6. Геракл в пеленках

[16]
(1) Ты играешь, Геракл, ты играешь и смеешься и смеясь совершаешь свой подвиг еще в детских пеленках: схвативши посланных Герою змей, по одной в каждую руку, ты не обращаешь внимания на мать, которая здесь же стоит вне себя от страха; и змеи уже лежат на земле, развернув свои кольца; они склонили на руки младенца свои головы, ощеривши зубы, острые и ядовитые; издохли они и их гребни, свисают на сторону, глаза потеряли свою зоркость, чешуя их не отливает уж пурпуром и золотом, не переливается различными тонами, как бывало, когда они извивались при жизни; она потеряла уж свой цвет и стала темной, тогда как раньше была она кроваво-красной. (2) Если посмотреть на внешность Алкмены, то кажется, что она пришла в себя от первого страха, но еще не верит тому, что видит; ужас не позволил ей остаться на ложе родильницы: ты видишь, как, босая, в одной лишь рубашке, соскочила она с кровати;, волосы ее в беспорядке; с криком простирает руки она; прислужницы, которые были при родах, пораженные страхом, прижались друг к другу и перекидываются между собой словами. А эти вооруженные люди и вот этот с обнаженным мечом, готовый броситься, это – знатные граждане Фив: они хотят помочь Амфитриону; (3) сам отец, при первом известии извлекши меч, бросился сразу на помощь, но он остановился перед тем, что на его глазах совершается, и, не знаю, чувствует ли он страх или радость: рука у него еще наготове, а вдумчивый взгляд его глаз налагает узду на его руку; он уж не видит, против чего ему нужно бороться, и думает, что для всего того, что здесь происходит, важнее толкование этого вещего знаменья. (4) И вот с этой целью здесь поблизости стоит и Тиресий, прорицая, сколь великим в будущем явится тот, кто теперь еще только в пеленках. Он нарисован охваченным божественным вдохновением, и вещее слово исходит из его уст. (5) Нарисована здесь и Ночь, в течение которой происходит все это; она – в человеческом образе, сама себя освещая лампадой, чтобы при свидетелях происходил этот первый подвиг младенца.

7. Орфей

[17]
(1) Орфей, сын Музы, как говорят об этом писатели разных сказаний, своим музыкальным искусством очаровывал даже неразумных зверей. Это же нам говорит и художник. Рядом с Орфеем стоят, его слушая, лев и дикий кабан; олень и заяц не бегут от свирепого льва; все те, для кого он во время охоты является страшным, теперь, собравшись толпой, стоят возле мирного, мирные сами.

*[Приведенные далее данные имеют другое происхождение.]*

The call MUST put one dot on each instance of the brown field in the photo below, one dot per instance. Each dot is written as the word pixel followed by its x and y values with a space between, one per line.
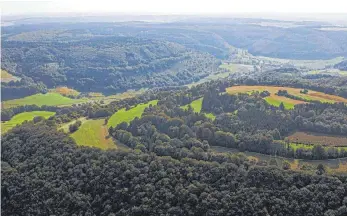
pixel 316 138
pixel 311 95
pixel 65 91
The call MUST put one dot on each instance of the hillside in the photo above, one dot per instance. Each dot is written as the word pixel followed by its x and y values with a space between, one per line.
pixel 107 64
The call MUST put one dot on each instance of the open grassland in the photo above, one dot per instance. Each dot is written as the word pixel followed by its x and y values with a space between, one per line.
pixel 65 91
pixel 128 115
pixel 7 77
pixel 333 166
pixel 94 133
pixel 196 106
pixel 316 138
pixel 65 126
pixel 311 95
pixel 21 117
pixel 5 74
pixel 99 97
pixel 310 64
pixel 287 102
pixel 231 69
pixel 335 72
pixel 49 99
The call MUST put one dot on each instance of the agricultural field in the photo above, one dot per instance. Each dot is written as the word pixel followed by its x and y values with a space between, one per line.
pixel 99 97
pixel 128 115
pixel 309 64
pixel 333 72
pixel 94 133
pixel 21 117
pixel 275 100
pixel 65 126
pixel 232 68
pixel 49 99
pixel 196 106
pixel 334 166
pixel 7 77
pixel 65 91
pixel 316 138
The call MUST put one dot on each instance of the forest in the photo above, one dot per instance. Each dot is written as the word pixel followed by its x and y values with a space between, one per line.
pixel 108 65
pixel 187 145
pixel 44 173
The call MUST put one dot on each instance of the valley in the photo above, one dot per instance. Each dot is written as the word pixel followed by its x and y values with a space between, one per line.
pixel 173 115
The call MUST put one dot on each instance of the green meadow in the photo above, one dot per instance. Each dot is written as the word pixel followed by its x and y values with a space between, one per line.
pixel 94 133
pixel 49 99
pixel 21 117
pixel 197 106
pixel 275 102
pixel 128 115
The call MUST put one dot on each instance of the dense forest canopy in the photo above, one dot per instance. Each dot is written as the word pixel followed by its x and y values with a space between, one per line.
pixel 70 180
pixel 165 158
pixel 107 64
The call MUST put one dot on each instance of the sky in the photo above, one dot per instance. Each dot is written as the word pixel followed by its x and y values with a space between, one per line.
pixel 14 7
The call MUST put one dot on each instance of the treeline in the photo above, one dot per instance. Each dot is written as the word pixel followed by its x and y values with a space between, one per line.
pixel 18 89
pixel 7 114
pixel 69 180
pixel 243 121
pixel 107 64
pixel 328 85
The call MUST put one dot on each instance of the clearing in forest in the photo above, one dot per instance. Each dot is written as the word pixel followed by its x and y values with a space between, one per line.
pixel 124 115
pixel 274 99
pixel 196 106
pixel 94 133
pixel 7 77
pixel 334 166
pixel 21 117
pixel 317 138
pixel 48 99
pixel 65 91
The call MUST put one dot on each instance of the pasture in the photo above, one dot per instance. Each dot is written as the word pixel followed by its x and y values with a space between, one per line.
pixel 94 133
pixel 65 91
pixel 98 97
pixel 311 95
pixel 334 166
pixel 196 106
pixel 317 138
pixel 128 115
pixel 21 117
pixel 7 77
pixel 49 99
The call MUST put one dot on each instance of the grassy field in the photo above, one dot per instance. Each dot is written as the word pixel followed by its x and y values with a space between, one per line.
pixel 316 138
pixel 20 118
pixel 275 100
pixel 334 166
pixel 7 77
pixel 97 96
pixel 5 74
pixel 310 64
pixel 65 126
pixel 335 72
pixel 65 91
pixel 128 115
pixel 94 133
pixel 287 102
pixel 232 68
pixel 49 99
pixel 196 106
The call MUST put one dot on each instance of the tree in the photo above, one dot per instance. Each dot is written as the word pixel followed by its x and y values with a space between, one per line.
pixel 286 165
pixel 281 107
pixel 320 169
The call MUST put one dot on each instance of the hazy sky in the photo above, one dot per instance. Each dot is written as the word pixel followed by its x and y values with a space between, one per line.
pixel 174 6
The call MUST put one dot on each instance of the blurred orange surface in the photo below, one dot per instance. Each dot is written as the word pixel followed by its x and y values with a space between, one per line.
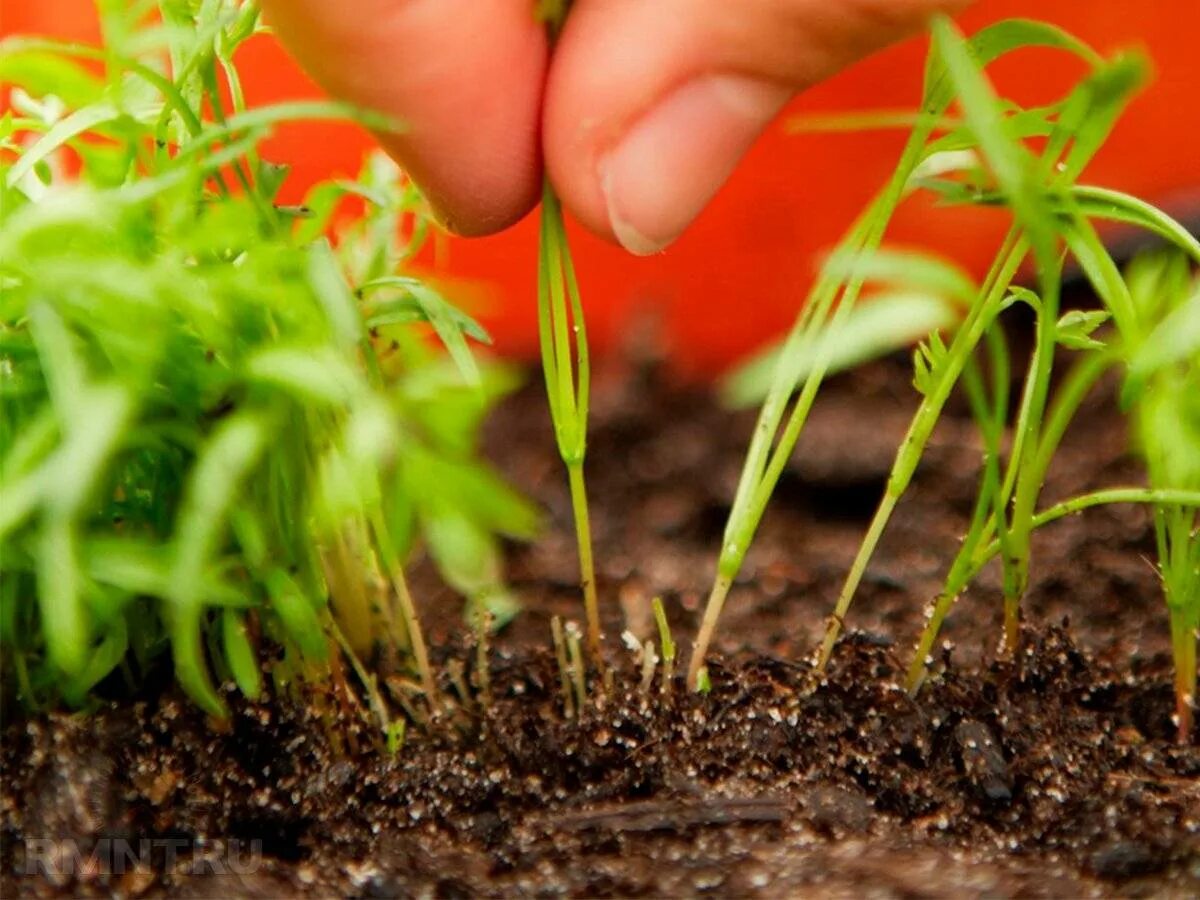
pixel 736 279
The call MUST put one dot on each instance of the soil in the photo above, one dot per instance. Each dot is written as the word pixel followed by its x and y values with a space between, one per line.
pixel 1053 774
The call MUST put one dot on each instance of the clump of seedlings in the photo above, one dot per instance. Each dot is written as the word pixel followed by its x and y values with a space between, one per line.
pixel 985 156
pixel 219 433
pixel 223 433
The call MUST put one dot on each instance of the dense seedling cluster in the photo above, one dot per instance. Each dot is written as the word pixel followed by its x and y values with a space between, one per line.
pixel 987 156
pixel 221 433
pixel 217 433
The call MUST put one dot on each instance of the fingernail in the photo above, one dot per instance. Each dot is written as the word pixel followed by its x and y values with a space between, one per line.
pixel 670 163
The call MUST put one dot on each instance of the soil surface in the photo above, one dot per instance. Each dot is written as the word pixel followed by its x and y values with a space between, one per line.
pixel 1049 775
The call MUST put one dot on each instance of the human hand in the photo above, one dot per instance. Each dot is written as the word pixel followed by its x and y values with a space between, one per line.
pixel 640 117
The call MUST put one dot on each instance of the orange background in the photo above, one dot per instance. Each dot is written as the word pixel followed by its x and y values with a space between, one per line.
pixel 736 277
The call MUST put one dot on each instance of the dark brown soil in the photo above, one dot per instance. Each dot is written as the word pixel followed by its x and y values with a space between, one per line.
pixel 1053 775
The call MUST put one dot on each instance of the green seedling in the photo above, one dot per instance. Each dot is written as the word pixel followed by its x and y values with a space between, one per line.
pixel 1163 388
pixel 215 429
pixel 565 365
pixel 564 666
pixel 564 357
pixel 810 348
pixel 666 642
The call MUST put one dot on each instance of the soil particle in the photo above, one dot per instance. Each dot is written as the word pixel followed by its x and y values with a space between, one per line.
pixel 1050 774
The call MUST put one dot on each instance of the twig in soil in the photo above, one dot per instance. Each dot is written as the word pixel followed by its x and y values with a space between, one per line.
pixel 455 670
pixel 673 815
pixel 564 678
pixel 483 675
pixel 649 663
pixel 369 684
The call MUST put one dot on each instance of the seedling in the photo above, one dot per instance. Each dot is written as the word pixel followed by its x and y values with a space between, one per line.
pixel 565 366
pixel 666 642
pixel 564 666
pixel 810 347
pixel 216 429
pixel 1164 389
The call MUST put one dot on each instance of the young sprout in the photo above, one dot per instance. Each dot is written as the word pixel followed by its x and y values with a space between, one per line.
pixel 564 363
pixel 1075 131
pixel 649 663
pixel 1164 388
pixel 564 355
pixel 579 672
pixel 215 430
pixel 564 666
pixel 666 642
pixel 810 347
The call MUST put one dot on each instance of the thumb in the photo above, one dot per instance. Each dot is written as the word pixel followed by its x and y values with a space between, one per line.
pixel 649 106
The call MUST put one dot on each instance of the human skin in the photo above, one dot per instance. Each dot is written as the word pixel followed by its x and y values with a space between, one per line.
pixel 640 114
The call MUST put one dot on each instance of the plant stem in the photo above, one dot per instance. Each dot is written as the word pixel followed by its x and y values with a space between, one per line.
pixel 1031 474
pixel 707 627
pixel 969 563
pixel 912 448
pixel 1183 649
pixel 568 388
pixel 587 568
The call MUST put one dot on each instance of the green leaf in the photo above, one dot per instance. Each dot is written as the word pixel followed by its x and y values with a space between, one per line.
pixel 875 328
pixel 1011 162
pixel 240 654
pixel 441 315
pixel 1175 340
pixel 63 131
pixel 103 660
pixel 1074 329
pixel 334 293
pixel 928 360
pixel 309 375
pixel 1116 207
pixel 298 616
pixel 906 269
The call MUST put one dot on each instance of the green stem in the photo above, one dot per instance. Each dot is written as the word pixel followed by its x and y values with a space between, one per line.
pixel 568 388
pixel 1030 474
pixel 708 627
pixel 1075 387
pixel 912 448
pixel 1183 649
pixel 587 568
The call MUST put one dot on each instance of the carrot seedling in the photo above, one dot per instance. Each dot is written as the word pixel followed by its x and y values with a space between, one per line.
pixel 823 318
pixel 216 431
pixel 565 365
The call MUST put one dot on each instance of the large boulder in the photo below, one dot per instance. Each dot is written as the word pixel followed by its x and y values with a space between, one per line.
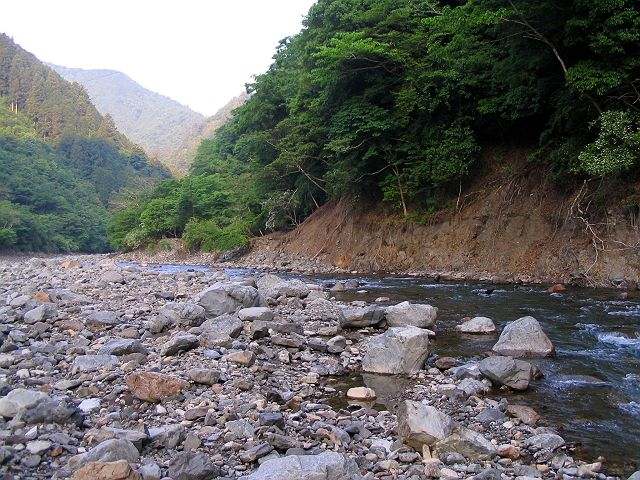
pixel 108 451
pixel 400 350
pixel 220 331
pixel 413 314
pixel 357 317
pixel 420 424
pixel 325 466
pixel 524 338
pixel 182 314
pixel 221 298
pixel 40 313
pixel 500 370
pixel 272 286
pixel 468 443
pixel 154 386
pixel 120 470
pixel 323 310
pixel 121 346
pixel 477 325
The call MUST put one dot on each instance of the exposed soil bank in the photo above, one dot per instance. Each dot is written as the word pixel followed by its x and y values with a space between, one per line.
pixel 505 227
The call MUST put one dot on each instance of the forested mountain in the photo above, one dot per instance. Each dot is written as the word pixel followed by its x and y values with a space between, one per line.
pixel 62 164
pixel 208 129
pixel 394 101
pixel 160 125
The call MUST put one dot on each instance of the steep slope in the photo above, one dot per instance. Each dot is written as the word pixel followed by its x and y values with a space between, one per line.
pixel 62 164
pixel 159 124
pixel 63 115
pixel 44 202
pixel 57 107
pixel 511 224
pixel 209 128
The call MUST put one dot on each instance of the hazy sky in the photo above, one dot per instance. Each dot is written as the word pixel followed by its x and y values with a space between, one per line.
pixel 199 52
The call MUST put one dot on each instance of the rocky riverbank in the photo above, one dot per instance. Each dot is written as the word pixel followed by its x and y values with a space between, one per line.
pixel 124 374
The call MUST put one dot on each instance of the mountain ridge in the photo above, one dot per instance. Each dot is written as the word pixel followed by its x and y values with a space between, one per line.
pixel 167 129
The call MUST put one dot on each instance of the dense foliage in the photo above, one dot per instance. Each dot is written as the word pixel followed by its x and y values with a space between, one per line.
pixel 44 204
pixel 162 126
pixel 61 162
pixel 394 99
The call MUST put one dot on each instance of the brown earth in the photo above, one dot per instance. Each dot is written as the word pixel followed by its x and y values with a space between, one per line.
pixel 511 224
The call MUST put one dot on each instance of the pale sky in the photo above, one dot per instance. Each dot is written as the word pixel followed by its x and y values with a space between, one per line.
pixel 198 52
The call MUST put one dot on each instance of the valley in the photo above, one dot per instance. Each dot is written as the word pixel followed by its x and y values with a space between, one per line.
pixel 406 248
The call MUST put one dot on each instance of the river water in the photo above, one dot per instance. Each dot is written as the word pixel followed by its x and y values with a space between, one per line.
pixel 591 388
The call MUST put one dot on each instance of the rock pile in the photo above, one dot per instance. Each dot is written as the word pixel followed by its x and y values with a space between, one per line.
pixel 123 373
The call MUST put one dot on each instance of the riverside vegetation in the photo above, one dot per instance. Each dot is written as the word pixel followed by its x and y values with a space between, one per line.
pixel 118 372
pixel 395 101
pixel 62 164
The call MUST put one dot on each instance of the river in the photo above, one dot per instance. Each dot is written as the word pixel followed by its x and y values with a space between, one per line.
pixel 590 390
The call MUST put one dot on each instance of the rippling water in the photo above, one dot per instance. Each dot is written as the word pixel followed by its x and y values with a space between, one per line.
pixel 591 388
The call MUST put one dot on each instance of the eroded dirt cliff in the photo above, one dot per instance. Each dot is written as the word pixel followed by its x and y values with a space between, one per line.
pixel 511 224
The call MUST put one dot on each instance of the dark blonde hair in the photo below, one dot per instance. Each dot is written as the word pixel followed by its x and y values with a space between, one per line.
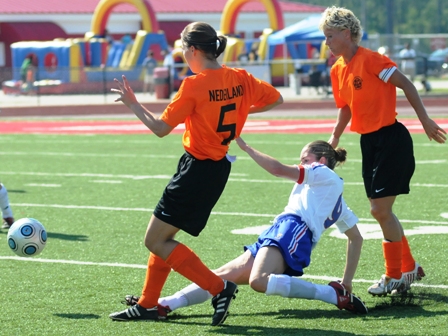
pixel 342 18
pixel 321 148
pixel 204 38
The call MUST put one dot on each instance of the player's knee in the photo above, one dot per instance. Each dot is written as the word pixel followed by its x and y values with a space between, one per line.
pixel 378 213
pixel 258 283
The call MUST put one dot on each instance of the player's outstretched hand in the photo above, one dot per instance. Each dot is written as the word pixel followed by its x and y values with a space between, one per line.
pixel 434 131
pixel 125 91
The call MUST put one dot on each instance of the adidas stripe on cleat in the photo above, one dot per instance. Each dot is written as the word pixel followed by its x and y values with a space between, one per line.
pixel 222 301
pixel 348 301
pixel 387 285
pixel 131 300
pixel 137 313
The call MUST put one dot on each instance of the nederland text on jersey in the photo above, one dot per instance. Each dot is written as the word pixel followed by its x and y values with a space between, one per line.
pixel 226 94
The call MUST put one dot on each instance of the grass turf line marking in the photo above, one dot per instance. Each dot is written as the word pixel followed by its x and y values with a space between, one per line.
pixel 90 263
pixel 220 213
pixel 142 177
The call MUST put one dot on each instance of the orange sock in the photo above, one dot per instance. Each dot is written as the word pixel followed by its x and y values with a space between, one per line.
pixel 184 261
pixel 156 275
pixel 392 252
pixel 408 262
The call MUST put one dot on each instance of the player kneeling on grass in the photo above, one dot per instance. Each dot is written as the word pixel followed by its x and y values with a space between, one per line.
pixel 283 250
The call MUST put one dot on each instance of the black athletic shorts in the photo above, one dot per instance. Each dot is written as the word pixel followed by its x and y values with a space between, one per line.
pixel 192 192
pixel 387 161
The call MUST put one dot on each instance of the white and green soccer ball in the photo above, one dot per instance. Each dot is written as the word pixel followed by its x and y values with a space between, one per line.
pixel 27 237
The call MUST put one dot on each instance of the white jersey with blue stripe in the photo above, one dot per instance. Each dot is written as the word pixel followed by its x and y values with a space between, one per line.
pixel 317 199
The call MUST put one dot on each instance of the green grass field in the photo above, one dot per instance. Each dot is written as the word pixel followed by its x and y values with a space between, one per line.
pixel 95 194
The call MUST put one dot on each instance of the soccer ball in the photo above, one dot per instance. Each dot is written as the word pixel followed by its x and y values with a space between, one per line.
pixel 27 237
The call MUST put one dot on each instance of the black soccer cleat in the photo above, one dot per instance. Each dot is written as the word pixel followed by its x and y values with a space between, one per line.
pixel 222 301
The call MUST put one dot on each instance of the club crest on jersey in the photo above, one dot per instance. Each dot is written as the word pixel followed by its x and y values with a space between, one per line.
pixel 357 83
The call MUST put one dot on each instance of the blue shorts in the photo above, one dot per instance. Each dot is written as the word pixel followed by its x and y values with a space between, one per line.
pixel 292 237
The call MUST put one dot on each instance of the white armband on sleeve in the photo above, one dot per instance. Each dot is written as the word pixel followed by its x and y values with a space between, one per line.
pixel 386 73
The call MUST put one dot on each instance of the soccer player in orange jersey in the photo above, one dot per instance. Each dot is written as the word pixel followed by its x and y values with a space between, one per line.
pixel 214 105
pixel 364 86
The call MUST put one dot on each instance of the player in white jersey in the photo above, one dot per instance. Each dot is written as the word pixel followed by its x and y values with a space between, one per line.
pixel 282 251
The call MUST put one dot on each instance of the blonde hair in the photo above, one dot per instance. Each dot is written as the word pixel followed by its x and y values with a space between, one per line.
pixel 342 18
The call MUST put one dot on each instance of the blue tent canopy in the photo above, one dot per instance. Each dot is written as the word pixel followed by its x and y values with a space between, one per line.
pixel 304 31
pixel 297 31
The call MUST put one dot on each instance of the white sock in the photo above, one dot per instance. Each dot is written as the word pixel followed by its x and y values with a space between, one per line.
pixel 279 284
pixel 4 203
pixel 326 293
pixel 190 295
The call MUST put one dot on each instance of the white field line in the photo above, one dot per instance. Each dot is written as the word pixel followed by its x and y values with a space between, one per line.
pixel 165 156
pixel 167 177
pixel 90 263
pixel 217 213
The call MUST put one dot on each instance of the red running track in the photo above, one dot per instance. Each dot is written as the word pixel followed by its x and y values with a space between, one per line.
pixel 136 127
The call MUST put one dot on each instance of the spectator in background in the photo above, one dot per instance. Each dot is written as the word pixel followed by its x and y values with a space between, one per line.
pixel 149 64
pixel 27 73
pixel 407 56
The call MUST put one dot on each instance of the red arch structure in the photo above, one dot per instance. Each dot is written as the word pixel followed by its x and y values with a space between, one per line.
pixel 233 7
pixel 105 7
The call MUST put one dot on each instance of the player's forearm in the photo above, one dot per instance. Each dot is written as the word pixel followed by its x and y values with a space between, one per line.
pixel 344 116
pixel 157 126
pixel 266 162
pixel 259 109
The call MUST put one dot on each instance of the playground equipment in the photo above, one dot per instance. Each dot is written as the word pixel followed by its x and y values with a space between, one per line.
pixel 68 66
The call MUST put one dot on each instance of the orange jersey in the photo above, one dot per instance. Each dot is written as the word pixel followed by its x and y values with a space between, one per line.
pixel 362 84
pixel 214 105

И птиц не оставь без внимания; тут ты видишь не только птиц певчих, которым привычно наполнять своими сладкими звуками рощи, но, смотри! вот громко кричащая галка, вот с громким карканием ворон, вот Зевсова птица орел. И он, могучий, паря на крыльях своих в высоте, глядит на Орфея, не обращая внимания даже на робкого зайца, который тут же находится рядом; все эти птицы, закрывши свой клюв, находятся во власти певца-чародея; волки и овцы стоят рядом, как зачарованные. (2) Но художник решился и на нечто большее: оторвав деревья от их корней, он и их приводит к Орфею и ставит их вокруг певца, чтоб слушать его. Сосна с кипарисом, ольха и все остальные деревья, соединив свои ветви, как руки, стоят вокруг Орфея; они, не нуждаясь в другом каком-либо искусстве, образуют сами над ним как бы крышу театра для того, чтобы и птицы сидели на этих ветвях, и он бы играл под их тенью. (3) Орфей же сидит здесь; мягкий, юный пушок бороды покрывает щеки его; на голове у него высокая златотканная тиара; его взгляд при всей мягкости решительный и воодушевленный, так как все его мысли направлены на прославленье богов. Может быть он и сейчас поет что-либо подобное, и брови его указывают на высокий смысл его песен. Одежда его отливает различными цветами, изменяясь при всяком его движении; упираясь в землю левой ногой, он ею поддерживает кифару, которая держится у верхней части бедра, а правой он отбивает такт, ударяя подошвой о землю; правая рука его крепко держит плектр, вся звукам отдавшись; его локоть выдвинут вперед, а ладонь вогнута внутрь; пальцами левой руки, вытянутыми прямо вперед, он касается струн. Но будет время, Орфей, когда тебе не окажут внимания: теперь ты очаровываешь диких зверей и деревья, для фракийских же женщин ты покажешься неблагозвучным, и они разорвут твое тело, к которому даже дикие звери относились с нежностью, прислушиваясь к песням твоим.

8. Медея в Колхиде

[18]
(1) Кто это та, у которой над глазами поднимается властный лоб, взор же и брови полны глубокою мыслью? Волосы ее причесаны, как у жрицы, а взгляд, не знаю, охвачен ли уже любовью или обличает божественное вдохновение, лица же ее не опишешь словами. [19]
Из глаз у нее струится таинственный свет; таков неизменный признак сынов Гелиоса. (2) В этой фигуре, полагаю, нужно признать Медею, дочь Ээта. Когда корабль Ясона, шедшего походом за золотым руном, причалил к Фазису и сам Ясон вошел в город Ээта, девушка влюбилась в иноземца, и необычные мечтанья охватили ее; не знаю, какие чувства волновали ее, но мысли у нее пришли в беспорядок и душа бушует, как морской прибой; она одета не так, как при совершении своих жреческих обязанностей, и не так, как принято в обществе знатных людей, но так, что может она появиться и среди простого народа. (3) Внешний вид у Ясона, хотя и юношески нежен, но не лишен мужественной силы; смелым взором спокойно смотрят его глаза из-под бровей, с характером уверенной обдуманности, небоящейся никакого препятствия; густо уже поросла юная нежная борода, и белокурые волосы вьются кудрями на лбу; его одежда – подпоясанный белый хитон и накинутая на плечи львиная шкура; крепко подвязаны его сандалии. Он стоит, опираясь на копье; выражение его лица такое, что на нем не заметить ни надменности, ни смирения, так как он смело идет на свой подвиг. А вот Эрот хочет, чтобы все это стало его делом; опершись на свой лук и скрестивши ноги, он стоит, в ожиданьи опустивши к земле свой факел, так как дело любви находится еще в самом начале.

9. Играющие

[20]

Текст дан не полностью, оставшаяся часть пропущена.